Not all trilogies are created equal.
While the idea of a “trilogy” has become something related far closer with big blockbuster pictures than the universe that an independent auteur like Hal Hartley strolls around inside of, not all franchises involve fast cars, the destruction of entire cities and alien races. Some are funded thanks to devoted fans via outlets like Kickstarter, and some feature dialogue so percussive and fast paced that it would leave any car, be it fast and/or furious, in the dust.
That’s the type of trilogy concluding feature Hartley’s latest is. Entitled Ned Rifle, this third film in the Grim Family Tales (including Henry Fool and Fay Grim) tells the tale of Henry and Fay’s son, Ned, as he leaves his life of devote religious worship behind to hunt down and kill the father he believes led his mother into the life that would ultimately land her in prison. At first we meet the teen on the verge of his 18th birthday, living with a preacher and his beautiful, unassuming family. Upon his formative birthday, he opts out of his life with his adoptive family, and sets out to hunt down his father, with the help of a few intriguing characters. Returning here is James Urbaniak as Ned’s Uncle, and making her Hal Hartley debut is Aubrey Plaza, taking on the role of Susan, Ned’s right hand lady and someone whose past is a little more connected to his than anyone could ever imagine.
A contemporary of the ’90s indie giants, Hartley has never garnered the same critical or cultural praise as a filmmaker like Richard Linklater, but here he proves that he still has more than his fair share of things to discuss. Wonderfully paced and deliciously dense, Hartley’s new film is easily one of his best, and without a doubt the best film of this underrated trilogy. With percussive writing that’s definitive of Hartley’s work, and a script that touches upon everything from a son dealing with the sins of his father to a writer-turned-stand-up deciding that the world needs some empty laughs more than his high minded poetry, this is a delightfully off balance picture that wears its themes on its sleeve.
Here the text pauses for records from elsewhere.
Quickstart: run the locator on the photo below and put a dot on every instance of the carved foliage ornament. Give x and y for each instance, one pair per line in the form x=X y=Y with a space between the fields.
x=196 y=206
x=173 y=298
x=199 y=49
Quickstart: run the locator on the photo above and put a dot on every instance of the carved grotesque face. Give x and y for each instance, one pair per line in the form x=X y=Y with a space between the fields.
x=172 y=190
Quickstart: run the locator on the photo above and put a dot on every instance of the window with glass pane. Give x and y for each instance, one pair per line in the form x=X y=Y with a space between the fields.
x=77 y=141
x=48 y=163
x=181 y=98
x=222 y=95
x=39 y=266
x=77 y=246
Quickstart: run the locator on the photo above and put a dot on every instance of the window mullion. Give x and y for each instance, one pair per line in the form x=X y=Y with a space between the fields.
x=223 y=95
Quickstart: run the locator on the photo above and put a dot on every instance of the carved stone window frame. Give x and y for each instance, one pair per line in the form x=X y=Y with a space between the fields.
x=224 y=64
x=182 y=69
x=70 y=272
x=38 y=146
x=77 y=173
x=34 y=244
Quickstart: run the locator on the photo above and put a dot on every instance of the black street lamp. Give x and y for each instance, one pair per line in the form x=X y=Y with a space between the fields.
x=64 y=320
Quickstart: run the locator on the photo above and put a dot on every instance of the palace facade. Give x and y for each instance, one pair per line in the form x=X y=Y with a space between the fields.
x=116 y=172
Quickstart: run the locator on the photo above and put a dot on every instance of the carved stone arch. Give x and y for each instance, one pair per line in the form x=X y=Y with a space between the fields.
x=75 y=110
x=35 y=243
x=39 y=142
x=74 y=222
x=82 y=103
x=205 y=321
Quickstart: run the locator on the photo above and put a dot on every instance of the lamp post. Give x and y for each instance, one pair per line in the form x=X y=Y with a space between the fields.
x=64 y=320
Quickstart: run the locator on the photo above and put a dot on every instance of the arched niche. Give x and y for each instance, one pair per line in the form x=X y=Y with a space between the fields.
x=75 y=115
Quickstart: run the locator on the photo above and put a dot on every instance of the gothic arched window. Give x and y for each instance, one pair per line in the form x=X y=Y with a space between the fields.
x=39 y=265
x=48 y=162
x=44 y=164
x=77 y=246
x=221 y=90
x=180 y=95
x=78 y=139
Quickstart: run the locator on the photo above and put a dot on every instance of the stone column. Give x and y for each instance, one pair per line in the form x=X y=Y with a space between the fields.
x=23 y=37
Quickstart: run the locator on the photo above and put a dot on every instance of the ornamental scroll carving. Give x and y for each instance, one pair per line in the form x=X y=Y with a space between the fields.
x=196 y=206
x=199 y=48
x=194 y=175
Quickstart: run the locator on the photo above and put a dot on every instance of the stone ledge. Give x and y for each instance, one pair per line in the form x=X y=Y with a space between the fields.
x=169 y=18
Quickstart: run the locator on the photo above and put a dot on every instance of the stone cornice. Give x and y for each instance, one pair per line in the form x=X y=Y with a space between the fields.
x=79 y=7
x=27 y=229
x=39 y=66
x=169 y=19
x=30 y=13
Liam Aiken stars here as the titular lead, a character he’s been taking on since he was just seven years old, (take that Boyhood) and is fantastic. There’s a lot to be mined here for those familiar with the trilogy, but not only is Aiken’s performance engaging enough for new viewers to truly dig their teeth into, but the script isn’t afraid to dig directly into its mythology. Plaza’s turn as Susan is fantastically anarchic, harnessing her dry energy in a way that may feel cartoonish at the outset, but is without a doubt one of her most entertaining turns. Then there’s the real star of the picture, Urbaniak, who has a way with this script that has the viewer thinking its simply coming off the top of the fantastic actor’s head. Rounding out the cast are Parker Posey and Thomas Jay Ryan, both of whom cap off the trilogy they started with an absolute bang.
Hartley isn’t pulling any punches here aesthetically either. Muted and static, Harltey’s film doesn’t take to many flights of aesthetic fancy but it allows for this fantastic script to truly thrive. Very much in the mode of Hartley’s previous pictures, and in many ways the early days of the 90’s American Indie Cinema boom, Henry Fool is a tragicomic third and final chapter in the auteur’s epic novel. It’s an angry film full of angst from both his lead character, and seemingly the filmmaker himself, a director who, through the voice of Urbaniak’s Simon Grim, skewers the modern state of art. It’s a brooding comedy, and even that’s putting it lightly.
Overall, while new viewers may not be accustomed to the aesthetic of a Hal Hartley film, particularly this underrated trilogy, this is both a perfect manifestation and conclusion of the series, while also playing well enough on its own, owning the sins-of-the-father narrative and thriving. With fantastic performances, the film itself may feel a tad slight and twee to the uninitiated, but for those who go along for this engaging ride will find a lot to chew on.